Children with severe disabilities, including autism or deafness, will be excluded from the study group.
When the first cohort of students enters kindergarten, CPS will begin paying the lenders for each fewer child who needs special education services when compared to the control group. CPS will pay $9,100 per child annually, an amount that increases by 1 percent each year.
The city did not provide Catalyst with a breakdown of how it calculated the $9,100 figure, but said it was “based on the time that teachers spend with children with specific learning disability types and the cost associated with that time per student.”
Other measurements, PARCC concerns
The evaluator will measure “kindergarten readiness” through an assessment that’s already used in CPS preschools. For each child in the “treatment group” who performs at or above the national average on at least five of the six sections of the assessment, the city will repay lenders $2,900. The city projects half of the children will score high enough to trigger the payments.
Meanwhile, third-grade literacy will be measured using the Partnership for Assessment of Readiness for College and Careers (PARCC), a new test to which CPS is transitioning this year. The new assessment is aligned to the controversial Common Core State Standards and is considered more rigorous than current state tests.
The projections indicate that half of third-graders will be at “grade level,” meaning they score at or above the 25th national percentile on reading portions of the PARCC. Under the agreement, the city will pay lenders $750 for each child that meets that benchmark.
But the city and lenders have agreed to reconsider using this test if CPS students don’t do as well as expected.
“At the time of drafting this analysis, the PARCC test has yet to be officially implemented in CPS schools,” according to the documents. “Given the uncertainty of performance on this test and how its outcomes will compare to past tests taken by CPS students, the evaluator may suggest amendments to the definition of reading ‘on grade level’ that could include utilizing a different test or metric.”

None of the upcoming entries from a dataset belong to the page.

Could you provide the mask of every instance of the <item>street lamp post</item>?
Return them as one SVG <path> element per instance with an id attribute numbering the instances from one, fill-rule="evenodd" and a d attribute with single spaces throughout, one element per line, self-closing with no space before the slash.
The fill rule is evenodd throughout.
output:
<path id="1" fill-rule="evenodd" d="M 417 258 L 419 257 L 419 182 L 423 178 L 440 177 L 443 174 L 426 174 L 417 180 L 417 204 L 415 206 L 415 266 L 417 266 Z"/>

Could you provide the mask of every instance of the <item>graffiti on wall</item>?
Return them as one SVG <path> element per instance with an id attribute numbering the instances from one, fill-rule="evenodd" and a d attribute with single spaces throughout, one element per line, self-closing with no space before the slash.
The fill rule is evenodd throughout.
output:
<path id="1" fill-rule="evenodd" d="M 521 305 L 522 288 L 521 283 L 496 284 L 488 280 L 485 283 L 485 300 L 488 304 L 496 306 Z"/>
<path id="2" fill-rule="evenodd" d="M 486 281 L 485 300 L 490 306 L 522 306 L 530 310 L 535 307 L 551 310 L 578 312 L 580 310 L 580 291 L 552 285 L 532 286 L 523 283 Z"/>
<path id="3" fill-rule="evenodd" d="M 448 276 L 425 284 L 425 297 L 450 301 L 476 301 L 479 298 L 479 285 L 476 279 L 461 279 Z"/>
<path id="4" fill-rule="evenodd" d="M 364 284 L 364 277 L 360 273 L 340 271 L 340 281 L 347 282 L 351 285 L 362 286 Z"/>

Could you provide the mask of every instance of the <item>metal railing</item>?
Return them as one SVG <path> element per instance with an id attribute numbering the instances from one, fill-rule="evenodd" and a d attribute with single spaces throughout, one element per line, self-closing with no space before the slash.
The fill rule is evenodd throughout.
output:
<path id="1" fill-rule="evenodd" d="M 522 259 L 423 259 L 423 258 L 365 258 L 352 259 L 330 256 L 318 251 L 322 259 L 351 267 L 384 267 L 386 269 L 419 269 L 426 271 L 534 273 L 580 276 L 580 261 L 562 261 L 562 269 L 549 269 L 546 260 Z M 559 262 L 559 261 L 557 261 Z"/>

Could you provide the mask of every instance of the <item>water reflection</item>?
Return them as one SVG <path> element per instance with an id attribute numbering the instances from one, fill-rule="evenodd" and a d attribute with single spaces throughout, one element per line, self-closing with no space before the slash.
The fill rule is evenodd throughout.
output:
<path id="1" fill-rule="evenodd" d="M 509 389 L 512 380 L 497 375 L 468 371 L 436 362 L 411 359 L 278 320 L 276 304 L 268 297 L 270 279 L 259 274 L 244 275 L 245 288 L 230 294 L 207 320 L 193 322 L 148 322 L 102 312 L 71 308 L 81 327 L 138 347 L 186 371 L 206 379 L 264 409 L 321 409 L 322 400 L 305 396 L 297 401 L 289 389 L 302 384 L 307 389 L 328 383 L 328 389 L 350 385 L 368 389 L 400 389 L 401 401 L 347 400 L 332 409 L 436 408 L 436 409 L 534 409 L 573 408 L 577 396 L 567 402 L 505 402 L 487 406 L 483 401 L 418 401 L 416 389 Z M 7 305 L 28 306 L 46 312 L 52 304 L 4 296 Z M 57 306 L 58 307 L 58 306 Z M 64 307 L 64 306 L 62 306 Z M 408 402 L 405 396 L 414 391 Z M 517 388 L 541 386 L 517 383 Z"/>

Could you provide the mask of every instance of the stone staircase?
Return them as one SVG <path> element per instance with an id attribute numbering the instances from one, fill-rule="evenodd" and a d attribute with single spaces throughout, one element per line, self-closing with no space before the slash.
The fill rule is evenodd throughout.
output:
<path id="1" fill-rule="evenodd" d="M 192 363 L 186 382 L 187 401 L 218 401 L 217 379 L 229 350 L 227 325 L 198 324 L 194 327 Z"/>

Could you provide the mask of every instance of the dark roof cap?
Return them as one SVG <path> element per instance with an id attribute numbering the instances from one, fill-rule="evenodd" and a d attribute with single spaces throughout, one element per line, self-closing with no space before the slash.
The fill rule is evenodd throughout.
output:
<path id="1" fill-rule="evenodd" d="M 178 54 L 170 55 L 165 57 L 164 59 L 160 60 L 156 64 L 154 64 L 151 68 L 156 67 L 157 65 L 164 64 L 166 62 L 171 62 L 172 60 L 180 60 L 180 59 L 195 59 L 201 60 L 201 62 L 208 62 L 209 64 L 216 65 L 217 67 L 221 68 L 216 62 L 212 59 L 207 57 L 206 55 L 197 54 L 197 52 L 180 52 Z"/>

Parents who have been protesting the PARCC and the use of other high-stakes tests in CPS said they were surprised to know the scores wouldn’t necessarily be used to determine payment to investors.
“It’s really concerning to have financial deals based on test scores. You’re going to get paid back on how kids score, compounding the fact things are already too high stakes,” says Cassie Creswell, of the group More Than A Score. “Why not gather some political will to really fund these programs that work?”